Having microneedles dissolving in your eye sounds pretty unnerving, but Chen and his colleagues say most patients won’t notice much. You can’t really ask a mouse if something hurts, but researchers who work with lab mice have developed a scale for gauging pain based on their behavior, and none of the mice in the study showed any discomfort. And the microneedles were nearly invisible since HA is largely transparent—almost exactly as transparent as the cornea and vitreous fluid in the eye, in fact.
Promising, but a long way to go
The patches and microneedles would have to be scaled up for human eyes, which are much larger and equipped with much thicker corneas than mice have.

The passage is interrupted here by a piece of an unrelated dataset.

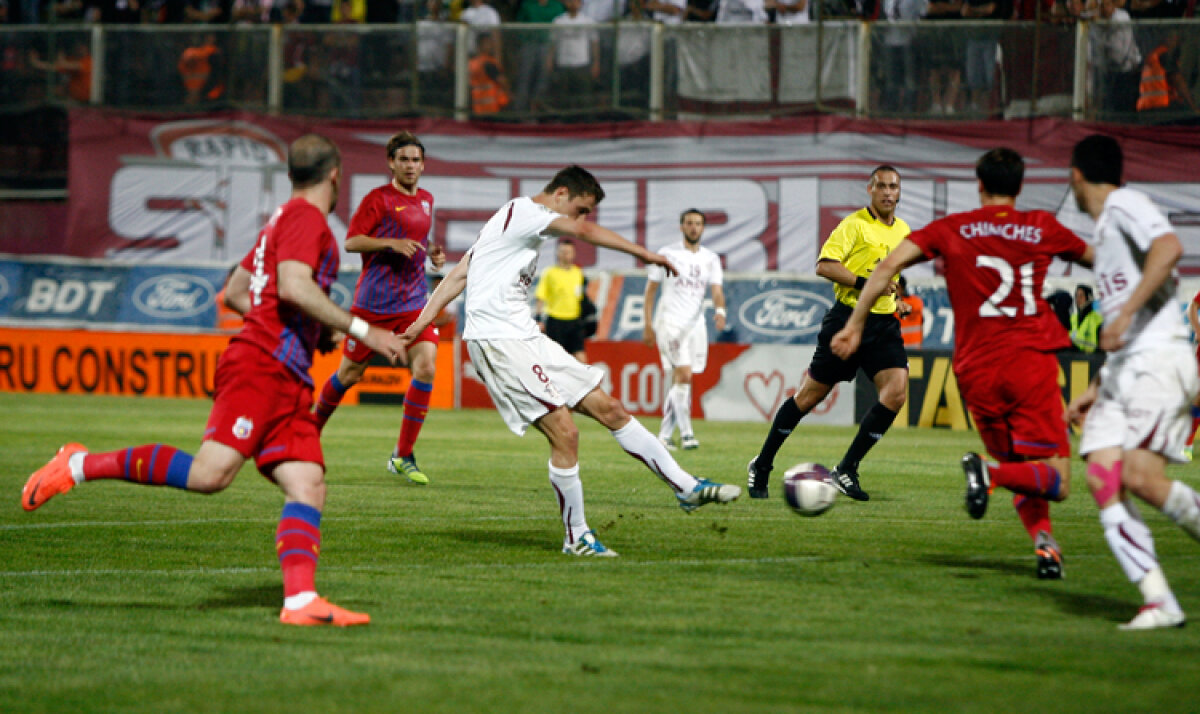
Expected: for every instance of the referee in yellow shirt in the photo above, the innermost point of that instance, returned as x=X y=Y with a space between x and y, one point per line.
x=559 y=295
x=847 y=258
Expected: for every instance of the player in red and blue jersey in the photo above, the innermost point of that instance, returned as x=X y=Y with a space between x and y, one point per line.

Chen and his colleagues say human patients would need about a hundred microneedles, each around 800 micrometers long and 400 micrometers wide at the base (we know from previous studies that a pyramid with a 2:1 aspect ratio is ideal for microneedles that need to penetrate tissue).
Corneal neovascularization is a disease that affects the outer layers of the eye. A similar condition, retinal neovascularization, causes weak, poorly-formed blood vessels to sprout in the retina, the layers of cells at the very back of the eye. Many of the other diseases requiring injections into the eye, like glaucoma and macular degeneration, also take place in the retina.
“We have not tested our current method for delivering drugs to the retina and posterior chamber of the eye,” Chen told Ars Technica, “Although it is possible that the drugs delivered into cornea can diffuse into the posterior chamber, and it is possible to make our microneedle hard enough to penetrate sclera.” Figuring out whether drugs delivered to the cornea by dissolving microneedles can reach the retina in useful quantities will take more research.
“We are working on optimizing the eye patch (microneedle structures, polymer composition, enhanced stiffness of the needle) for better practical use,” Chen told Ars Technica. There’s much more work to be done in the lab before the patches are ready for human trials.